Open source streaming analytics with the Kafka, Flink, Cassandra (KFC) stack

Bas Geerdink (Aizonic)
2:35pm3:15pm Wednesday, July 17, 2019
Secondary topics:  Data Driven
Average rating: ****.
(4.50, 2 ratings)

Who is this presentation for?

  • Software and solution architects and anyone interested in fast data and streaming analytics

Level

Intermediate

Description

Streaming analytics (or fast data) is becoming an increasingly popular subject in enterprise organizations because customers want to have real-time experiences, such as notifications and advice based on their online behavior and other users’ actions. A typical streaming analytics solution follows a “pipes and filters” pattern that consists of three main steps: detecting patterns on raw event data (complex event processing), evaluating the outcomes with the aid of business rules and machine learning algorithms, and deciding on the next action.

Bas Geerdink details an open source reference solution for streaming analytics that covers many use cases that follow this pattern: actionable insights, fraud detection, log parsing, traffic analysis, factory data, the IoT, and others. The solution is built with the KFC stack: Kafka, Flink, and Cassandra.

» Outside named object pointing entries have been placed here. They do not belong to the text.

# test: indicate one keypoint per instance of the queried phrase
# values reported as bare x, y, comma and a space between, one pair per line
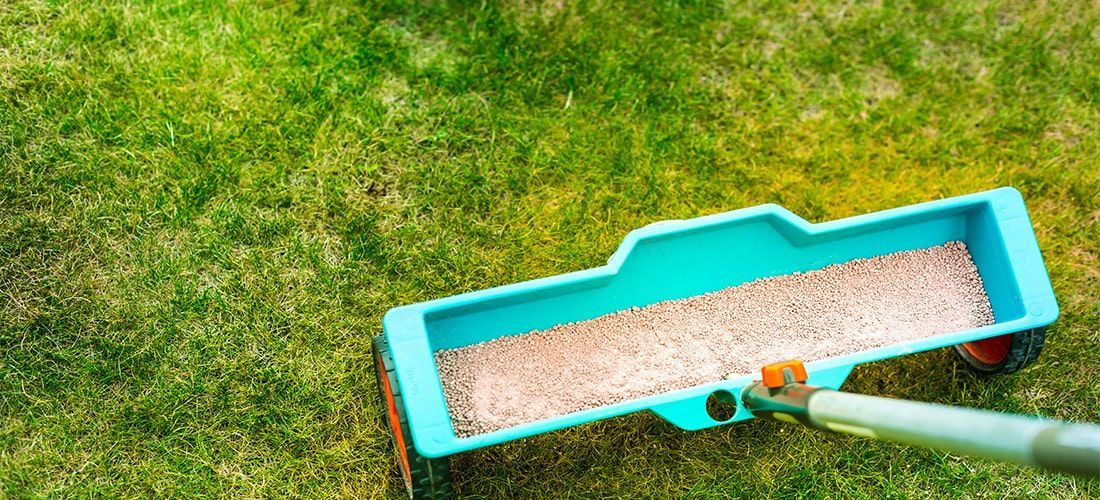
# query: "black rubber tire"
426, 478
1023, 351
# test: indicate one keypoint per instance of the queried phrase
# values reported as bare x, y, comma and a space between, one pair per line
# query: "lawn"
207, 207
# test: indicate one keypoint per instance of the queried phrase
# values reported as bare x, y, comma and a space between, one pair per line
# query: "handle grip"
1054, 445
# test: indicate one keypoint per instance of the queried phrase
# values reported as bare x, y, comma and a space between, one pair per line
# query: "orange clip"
773, 374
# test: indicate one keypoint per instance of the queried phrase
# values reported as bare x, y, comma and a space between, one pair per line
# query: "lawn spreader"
677, 259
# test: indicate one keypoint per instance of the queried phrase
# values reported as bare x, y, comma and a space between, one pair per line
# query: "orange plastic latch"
773, 377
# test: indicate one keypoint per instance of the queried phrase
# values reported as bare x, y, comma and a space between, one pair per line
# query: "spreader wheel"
1003, 354
425, 478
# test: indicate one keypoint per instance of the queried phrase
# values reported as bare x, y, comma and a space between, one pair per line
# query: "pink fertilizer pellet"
840, 309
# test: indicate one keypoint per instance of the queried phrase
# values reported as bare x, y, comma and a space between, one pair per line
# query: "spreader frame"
673, 259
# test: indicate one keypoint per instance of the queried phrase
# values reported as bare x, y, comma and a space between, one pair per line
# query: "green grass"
206, 209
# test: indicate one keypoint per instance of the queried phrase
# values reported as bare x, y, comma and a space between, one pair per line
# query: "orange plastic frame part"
773, 374
395, 423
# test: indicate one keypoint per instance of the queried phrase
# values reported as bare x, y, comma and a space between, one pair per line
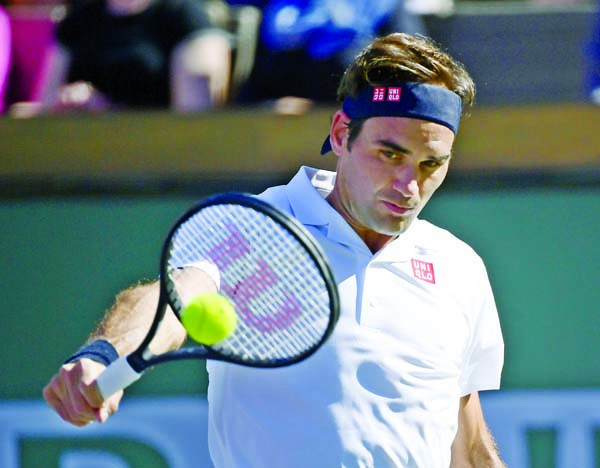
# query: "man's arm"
473, 446
73, 392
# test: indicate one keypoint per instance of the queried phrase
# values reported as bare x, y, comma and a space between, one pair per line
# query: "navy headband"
414, 100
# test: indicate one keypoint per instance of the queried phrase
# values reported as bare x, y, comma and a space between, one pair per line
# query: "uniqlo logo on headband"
379, 94
394, 94
423, 270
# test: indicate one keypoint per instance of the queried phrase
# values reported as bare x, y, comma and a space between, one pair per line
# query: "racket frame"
142, 358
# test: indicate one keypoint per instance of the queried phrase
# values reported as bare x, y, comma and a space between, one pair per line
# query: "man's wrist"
99, 350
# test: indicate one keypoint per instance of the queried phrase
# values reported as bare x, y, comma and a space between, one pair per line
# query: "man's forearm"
126, 323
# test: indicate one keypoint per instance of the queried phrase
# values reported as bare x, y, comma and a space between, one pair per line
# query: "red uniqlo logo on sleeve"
423, 270
379, 93
394, 94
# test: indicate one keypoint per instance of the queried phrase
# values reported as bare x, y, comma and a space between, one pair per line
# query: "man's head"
402, 58
402, 102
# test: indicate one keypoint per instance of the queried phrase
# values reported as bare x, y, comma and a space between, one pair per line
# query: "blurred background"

All source code is written in Scala.

Bas explores a few architecture challenges that arise when dealing with streaming data, such as latency issues, event time versus server time, and exactly once processing. He provides architectural diagrams, explanations, a demo, and the source code. The solution (“Styx”) is open source and available on GitHub.

Prerequisite knowledge

  • A basic knowledge of big data, fast data applications, and application and solution architecture
  • A working knowledge of reference architecture and how to use one

What you'll learn

  • Learn how to set up a streaming analytics solution with the KFC stack, some basic concepts in this field, and an open source technology stack that follows the patterns and principles of the reference architecture
Photo of Bas Geerdink

Bas Geerdink

Aizonic

Bas Geerdink is an independent technology lead, focusing on AI and big data. He has worked in several industries on state-of-the-art data platforms and streaming analytics solutions, in the cloud and on prem. Bas has a background in software development, design, and architecture with broad technical experience from C++ to Prolog to Scala. His academic background is in artificial intelligence and informatics. Bas’s research on reference architectures for big data solutions was published at the IEEE conference ICITST 2013. He occasionally teaches programming courses and is a regular speaker at conferences and informal meetings.